Ongoing Associated Press actions have us all talking about Fair Use. I thought I’d use the opportunity to say a word about Free Use.
In a podcast of the Princeton University/Microsoft Intellectual Property Conference panel on Creativity and I.P. Law: How Intellectual Property Law Fosters or Hinders Creative Work from May 2006, Larry Lessig discussed the demise of Free Use.
The freedom to read – in a library, from a borrowed book, or from a book you bought – is a “free use.” In the digital realm, he explained, because every use requires a copy, every time we engage in any use it must be justified as either a “licensed use” or a “fair use.”

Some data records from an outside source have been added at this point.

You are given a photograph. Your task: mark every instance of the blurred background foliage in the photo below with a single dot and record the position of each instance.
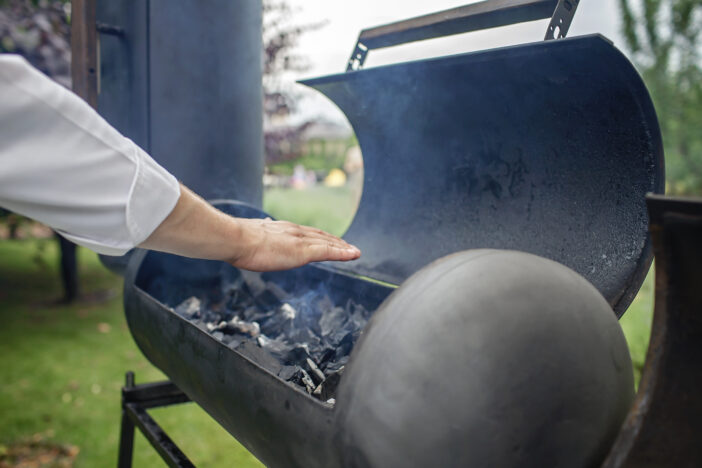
(663, 38)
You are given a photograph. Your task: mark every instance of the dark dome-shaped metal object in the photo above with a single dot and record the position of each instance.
(487, 358)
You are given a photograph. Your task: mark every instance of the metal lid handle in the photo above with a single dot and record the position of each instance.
(473, 17)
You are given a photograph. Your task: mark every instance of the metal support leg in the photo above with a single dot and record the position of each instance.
(136, 399)
(126, 437)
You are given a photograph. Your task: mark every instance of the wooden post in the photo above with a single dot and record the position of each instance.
(84, 50)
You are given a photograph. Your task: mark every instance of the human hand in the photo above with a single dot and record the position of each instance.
(267, 245)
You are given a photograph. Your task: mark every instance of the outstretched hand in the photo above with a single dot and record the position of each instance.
(196, 229)
(269, 245)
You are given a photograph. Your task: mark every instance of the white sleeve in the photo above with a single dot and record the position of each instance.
(64, 165)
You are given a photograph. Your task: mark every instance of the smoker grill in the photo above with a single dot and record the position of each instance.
(548, 148)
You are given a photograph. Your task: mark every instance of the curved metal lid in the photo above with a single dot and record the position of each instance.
(547, 148)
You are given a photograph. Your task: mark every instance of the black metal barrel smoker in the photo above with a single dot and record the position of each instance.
(548, 148)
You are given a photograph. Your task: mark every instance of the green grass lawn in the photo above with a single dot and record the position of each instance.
(62, 367)
(330, 209)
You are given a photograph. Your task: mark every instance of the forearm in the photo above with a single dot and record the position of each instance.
(196, 229)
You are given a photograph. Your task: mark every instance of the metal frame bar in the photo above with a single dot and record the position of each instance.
(562, 17)
(664, 424)
(136, 399)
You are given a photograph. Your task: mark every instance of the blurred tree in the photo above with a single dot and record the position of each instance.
(39, 30)
(664, 38)
(280, 37)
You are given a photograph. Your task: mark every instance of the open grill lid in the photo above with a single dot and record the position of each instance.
(547, 148)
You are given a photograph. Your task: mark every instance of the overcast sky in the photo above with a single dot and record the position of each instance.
(329, 48)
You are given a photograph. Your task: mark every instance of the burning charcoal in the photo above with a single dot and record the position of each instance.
(337, 365)
(303, 379)
(189, 308)
(253, 282)
(280, 322)
(229, 339)
(272, 296)
(307, 381)
(281, 294)
(324, 304)
(314, 371)
(278, 348)
(287, 372)
(235, 342)
(236, 325)
(259, 356)
(298, 354)
(327, 389)
(332, 319)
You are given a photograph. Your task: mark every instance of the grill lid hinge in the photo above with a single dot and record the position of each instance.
(562, 17)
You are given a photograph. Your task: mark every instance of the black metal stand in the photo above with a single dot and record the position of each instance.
(136, 399)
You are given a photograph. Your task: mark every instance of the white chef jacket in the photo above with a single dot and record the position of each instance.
(64, 165)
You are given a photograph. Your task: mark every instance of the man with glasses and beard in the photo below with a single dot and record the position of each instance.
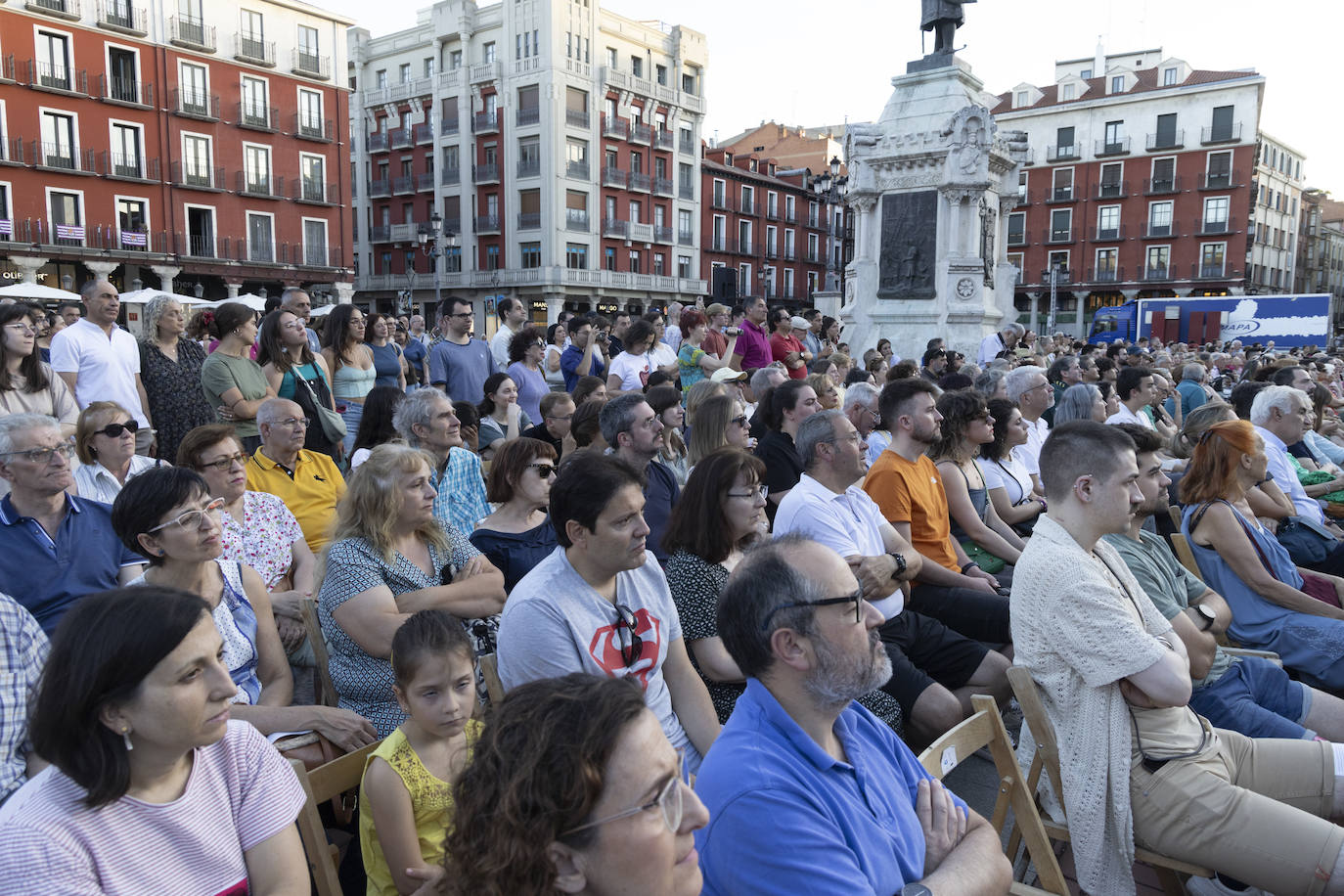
(601, 605)
(808, 791)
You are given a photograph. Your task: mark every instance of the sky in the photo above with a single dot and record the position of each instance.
(809, 64)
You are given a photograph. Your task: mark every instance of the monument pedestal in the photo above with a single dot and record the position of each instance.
(930, 186)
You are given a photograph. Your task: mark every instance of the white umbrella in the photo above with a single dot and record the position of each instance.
(38, 291)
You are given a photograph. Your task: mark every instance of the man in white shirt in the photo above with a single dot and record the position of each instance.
(934, 669)
(100, 362)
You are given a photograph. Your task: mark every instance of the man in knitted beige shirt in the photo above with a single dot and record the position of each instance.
(1138, 763)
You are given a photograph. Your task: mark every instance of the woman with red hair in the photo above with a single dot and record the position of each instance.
(1245, 563)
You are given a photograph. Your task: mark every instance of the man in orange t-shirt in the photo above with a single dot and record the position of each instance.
(908, 488)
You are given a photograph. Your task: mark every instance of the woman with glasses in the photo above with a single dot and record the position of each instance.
(388, 558)
(351, 364)
(574, 788)
(27, 383)
(519, 535)
(169, 517)
(169, 367)
(105, 443)
(233, 381)
(525, 351)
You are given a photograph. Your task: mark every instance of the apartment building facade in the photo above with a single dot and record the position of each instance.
(765, 230)
(173, 147)
(1142, 183)
(556, 143)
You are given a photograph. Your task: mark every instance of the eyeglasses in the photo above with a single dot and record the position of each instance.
(43, 456)
(856, 598)
(226, 463)
(191, 518)
(626, 622)
(114, 430)
(668, 801)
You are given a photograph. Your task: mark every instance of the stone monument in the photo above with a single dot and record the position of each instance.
(930, 184)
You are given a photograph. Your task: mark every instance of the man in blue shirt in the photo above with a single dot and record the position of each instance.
(54, 548)
(808, 791)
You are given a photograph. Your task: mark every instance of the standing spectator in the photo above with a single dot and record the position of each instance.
(169, 367)
(351, 364)
(105, 443)
(600, 605)
(525, 352)
(519, 535)
(27, 385)
(100, 362)
(460, 364)
(513, 317)
(234, 383)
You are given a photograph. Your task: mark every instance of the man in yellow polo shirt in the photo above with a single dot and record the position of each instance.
(306, 481)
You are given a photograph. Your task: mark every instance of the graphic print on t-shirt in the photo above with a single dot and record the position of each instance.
(605, 648)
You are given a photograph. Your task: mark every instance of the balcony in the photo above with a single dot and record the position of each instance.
(259, 184)
(309, 65)
(191, 32)
(125, 93)
(1229, 133)
(485, 122)
(257, 117)
(248, 47)
(1167, 140)
(198, 176)
(60, 8)
(118, 15)
(1161, 186)
(1111, 190)
(1062, 154)
(311, 128)
(194, 104)
(1111, 147)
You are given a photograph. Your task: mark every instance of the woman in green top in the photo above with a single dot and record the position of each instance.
(236, 384)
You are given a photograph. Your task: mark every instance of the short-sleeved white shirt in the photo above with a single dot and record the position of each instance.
(105, 367)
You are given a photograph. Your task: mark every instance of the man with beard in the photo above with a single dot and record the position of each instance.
(807, 790)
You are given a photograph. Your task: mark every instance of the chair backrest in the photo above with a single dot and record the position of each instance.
(322, 658)
(320, 784)
(985, 729)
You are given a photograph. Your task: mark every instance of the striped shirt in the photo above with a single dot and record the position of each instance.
(240, 794)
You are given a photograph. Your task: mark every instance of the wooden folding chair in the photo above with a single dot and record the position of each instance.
(1048, 758)
(987, 729)
(323, 784)
(326, 690)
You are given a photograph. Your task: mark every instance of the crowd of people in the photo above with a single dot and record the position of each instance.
(729, 575)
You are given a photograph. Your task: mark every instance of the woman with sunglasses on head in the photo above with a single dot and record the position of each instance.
(27, 383)
(168, 516)
(574, 788)
(105, 443)
(519, 535)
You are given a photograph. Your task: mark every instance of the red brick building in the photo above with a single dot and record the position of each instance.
(207, 147)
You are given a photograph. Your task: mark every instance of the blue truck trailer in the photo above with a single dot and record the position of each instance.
(1285, 320)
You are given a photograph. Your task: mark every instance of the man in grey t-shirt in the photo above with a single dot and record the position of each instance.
(600, 605)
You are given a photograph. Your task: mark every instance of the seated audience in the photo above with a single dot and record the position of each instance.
(388, 558)
(807, 791)
(105, 443)
(560, 797)
(600, 604)
(406, 794)
(519, 535)
(54, 547)
(154, 788)
(1139, 766)
(306, 481)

Once there were three kinds of uses: “free use,” “licensed use,” and “fair use.” If the publishers’ view of the world prevails — in the world they’d like to construct today — one day soon there will no longer be “free use.” There will only be “licensed use” or “fair use.”
Lessig, a lawyer and law professor, compares the legal code that is the law of the land to the computer code that determines how our software works, how our computers function, and how we access the Internet. Thus, explains Lessig, this computer code has become a twenty-first century means of social control.
In his book Code and Other Laws of Cyberspace, he coined the dictum that “Code is law.” I follow Lessig and others with my own call for an architecture of freedom. The only way to an architecture of freedom is through an awareness of this architecture of control. Let’s all please be sure to pay attention!
I have worked in what is now called “citizen journalism” or “user-created content” for decades; since long before it was cool, way back when it was clearly marginal media. I am no patsy for the big media companies.
So when I see today, in light of what I wrote last night, that others who I respect and who ought to know are taking that AP price list as for real, I’m worried. AP has to know it will not win on that one! They are not dumb! I’m trying to find out more…
UPDATE: AP Director of Media Relations Paul Colford clarifies:
The “price list,” as you call it, is not aimed at bloggers. In fact, that tool predates the case of these past few days.
AP partners with iCopyright to automate fulfillment of routine requests for rights to republish AP material, either from AP-hosted sites or member and customer sites carrying AP content. The licensing options vary greatly, from an array of free uses – such as e-mail, print and save – through paid options up to and including large-scale corporate reprints of excerpts, full articles or photos.
I continue to believe they are trying to work this out, the question is how to get there from here. From our side, the blogger side, I’m not seeing a road map!